Evolution of a Pulsar Wind Nebula within a Composite Supernova Remnant

TL;DR

This paper models the complex evolution of pulsar wind nebulae within supernova remnants, highlighting how environmental factors and pulsar dynamics influence observable structures and asymmetries.

Contribution

It introduces a numerical model that simulates PWN-SNR interactions considering ISM nonuniformity, pulsar velocity, and energy, explaining observed asymmetries and tail formations.

Findings

ISM uniformity and pulsar energy are primary structure drivers

PWN tails do not reliably indicate pulsar motion

Tail directions reveal ejecta flow from reverse shocks

Abstract

The interaction between a pulsar wind nebula (PWN) and its host supernova remnant (SNR) can produce a vast array of observable structures.
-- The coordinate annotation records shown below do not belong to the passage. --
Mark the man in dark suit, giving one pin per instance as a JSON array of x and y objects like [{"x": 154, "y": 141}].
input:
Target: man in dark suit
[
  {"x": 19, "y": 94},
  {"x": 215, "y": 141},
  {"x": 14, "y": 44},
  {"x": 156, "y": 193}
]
Asymmetry present within these structures derives from the complexity of the composite system, where many factors take turns playing a dominating hand throughout the stages of composite SNR evolution. Of particular interest are systems characterized by blastwave expansion within a nonuniform interstellar medium (ISM), which contain an active pulsar having a substantial "kick" velocity (upward of 300 km s$^{-1}$ ), because these systems tend to produce complex morphologies. We present a numerical model that employs these and several other factors in an effort to generate asymmetry similar to that seen in various X-ray and radio observations. We find that the main parameters driving structure are ISM uniformity and total pulsar spin- down energy, with secondary contributions from factors such as pulsar trajectory and initial spin-down luminosity. We also investigate the dynamics behind PWN "tails," which may form to link active pulsars to a crushed, relic nebula as the reverse shock passes. We find that the directions of such tails are not good indicators of pulsar motion, but direction does reveal the flow of ejecta created by the passage of a reverse shock.